Syria opposition issues ultimatum over talks

Western-backed coalition sets deadline for withdrawal of Iran's invitation, throwing Geneva II into doubt.

    Syrian peace talks could collapse before they even start, with the main opposition coalition bloc issuing a deadline for the withdrawal of Iran's invitation to the talks.

    The Syrian National Coalition, a key player in the so-called Geneva II meeting, set to start on Wednesday, has given a deadline of 19:00 GMT on Monday for Tehran's invitation to be rescinded. It is furious about the United Nations' overtures to Iran, which is an ally of President Bashar al-Assad. 

    A statement issued by the Coalition demanded a "clear public commitment" from Iran to pledge a withdrawal of all its troops and militias from Syria, explicit support for all the terms in the 2012 Geneva I communique and a positive commitment to Geneva II.
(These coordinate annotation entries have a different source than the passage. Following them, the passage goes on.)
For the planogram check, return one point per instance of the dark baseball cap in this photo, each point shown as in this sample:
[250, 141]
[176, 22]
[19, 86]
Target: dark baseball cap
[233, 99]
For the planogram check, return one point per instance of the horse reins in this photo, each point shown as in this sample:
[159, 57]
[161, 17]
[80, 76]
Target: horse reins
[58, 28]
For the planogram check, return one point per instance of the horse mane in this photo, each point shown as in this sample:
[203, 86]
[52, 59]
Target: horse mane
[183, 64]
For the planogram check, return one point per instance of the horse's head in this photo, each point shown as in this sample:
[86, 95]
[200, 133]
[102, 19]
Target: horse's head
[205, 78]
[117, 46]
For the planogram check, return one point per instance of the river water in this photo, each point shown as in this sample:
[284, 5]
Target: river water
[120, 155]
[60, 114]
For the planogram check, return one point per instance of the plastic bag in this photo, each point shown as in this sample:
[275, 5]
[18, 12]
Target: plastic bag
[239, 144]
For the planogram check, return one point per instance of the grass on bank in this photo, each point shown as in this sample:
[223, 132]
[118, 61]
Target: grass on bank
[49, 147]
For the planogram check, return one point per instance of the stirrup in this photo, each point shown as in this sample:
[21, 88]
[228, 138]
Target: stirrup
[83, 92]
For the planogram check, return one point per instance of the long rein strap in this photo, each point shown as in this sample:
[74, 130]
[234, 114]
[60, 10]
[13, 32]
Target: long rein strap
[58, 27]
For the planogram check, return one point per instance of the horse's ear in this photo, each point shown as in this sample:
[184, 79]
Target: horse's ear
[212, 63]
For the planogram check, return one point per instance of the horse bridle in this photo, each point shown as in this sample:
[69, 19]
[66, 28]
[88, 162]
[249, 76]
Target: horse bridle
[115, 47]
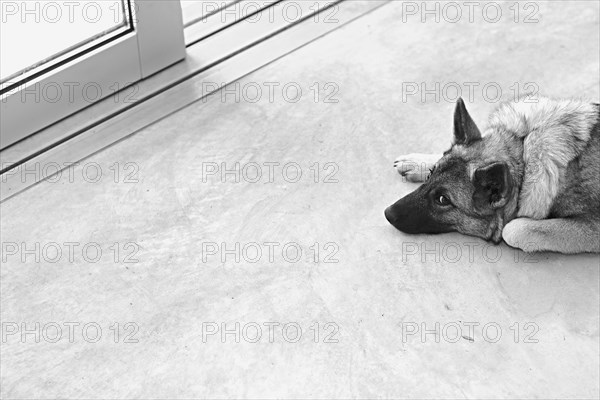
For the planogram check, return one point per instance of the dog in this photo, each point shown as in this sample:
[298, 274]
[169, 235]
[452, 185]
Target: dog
[532, 178]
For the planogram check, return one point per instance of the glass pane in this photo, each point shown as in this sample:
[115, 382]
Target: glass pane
[198, 10]
[34, 33]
    "In case of failure to obtain the pledge, we ask the SG Ban Ki-Moon to rescind/withdraw its invitation to Iran. Otherwise, the Syrian Coalition will not be able to attend the Geneva 2 conference," said the statement.

    Earlier on Monday, Anas Abdah of the Coalition's political committee told Al Jazeera that the bloc was "surprised" by UN Secretary-General Ban Ki-moon's invitation, saying: "It is illogical and we cannot in any way accept it."

    Ban said Iran's Foreign Minister Mohammad Javad Zarif had promised his country would play a "positive and constructive role" if it were asked to participate.

    "He has assured me that, like all the other countries invited to the opening-day discussions in Montreux, Iran understands that the basis of the talks is the full implementation of the 30 June, 2012, Geneva communique," he said.

    However, Iran's Press TV reported on Monday that Tehran would participate in the upcoming Geneva II conference on the Syria crisis without accepting crucial elements of the 2012 Geneva communique.

    The Iranian news agency ISNA quoted the spokeswoman for Iran's Foreign Ministry, Marzieh Afkham, as saying: “We have always rejected any precondition for attending the Geneva II meeting on Syria. Based on the official invitation that we have received, Iran will attend the Geneva II without any preconditions.”

    The ensuing confusion and dispute surrounding Iran's invitation prompted Ban to tell the UN Security Council on Monday that "intensive and urgent discussions" were under way.

    "For the moment, let me just appeal again to all involved to keep the needs of the Syrian people foremost in mind," the Secretary-General told the 15-member Security Council.

    'Unqualifed to attend' 

    Saudi Arabia, which backs Syrian opposition forces, has also rejected Iran's participation in Geneva II.

    On Monday in an official statement it said that Iran did not "announce officially and openly its agreement [to]... the creation of a transitional government" and that this position rendered Tehran "unqualified to attend."

    Al Jazeera's Diplomatic Editor James Bays comments on the new hurdles for Geneva II

    The disputes and threats regarding attendance come as Assad said he was likely to run in June's presidential race.

    The Syrian president said on Sunday there was a "significant chance" he would make a candidacy bid.

    "I see no reason why I shouldn't stand," he said. "If there is public opinion in favour of my candidacy, I will not hesitate for a second to run for election."

    The Swiss meeting is backed by both the United States, which supports the rebels, and Russia, an Assad ally.

    "The Geneva conference must lead to clear results regarding the fight against terrorism," Assad said in an interview with the AFP news agency.

    "Any political result that did not include the fight against terrorism would have no value," said Assad, who is embroiled in an almost three-year-old war with rebels fighting to topple him.

    'Totally unrealistic'

    Assad also ruled out that the Istanbul-based Syrian National Coalition to be given any ministerial positions in a new government, calling it "totally unrealistic."

    Syrian opposition groups and the US, which accuse Iran of supporting Assad with manpower and arms during the conflict, have long had reservations about the participation of Iran, although Ban and the UN special envoy on Syria, Lakhdar Brahimi, are backing Iran's involvement.

    A US State Department official, speaking on condition of anonymity, said of Iran on Monday: "They are doing nothing to de-escalate tensions ... and their actions have actually aggravated them, and so the idea that they would come to the conference refusing to acknowledge support for Geneva 1, we do not see how it could be helpful."

    Another US administration official said: "Iran has not publicly endorsed Geneva, not before last night and not overnight. We expect the invitation will be rescinded."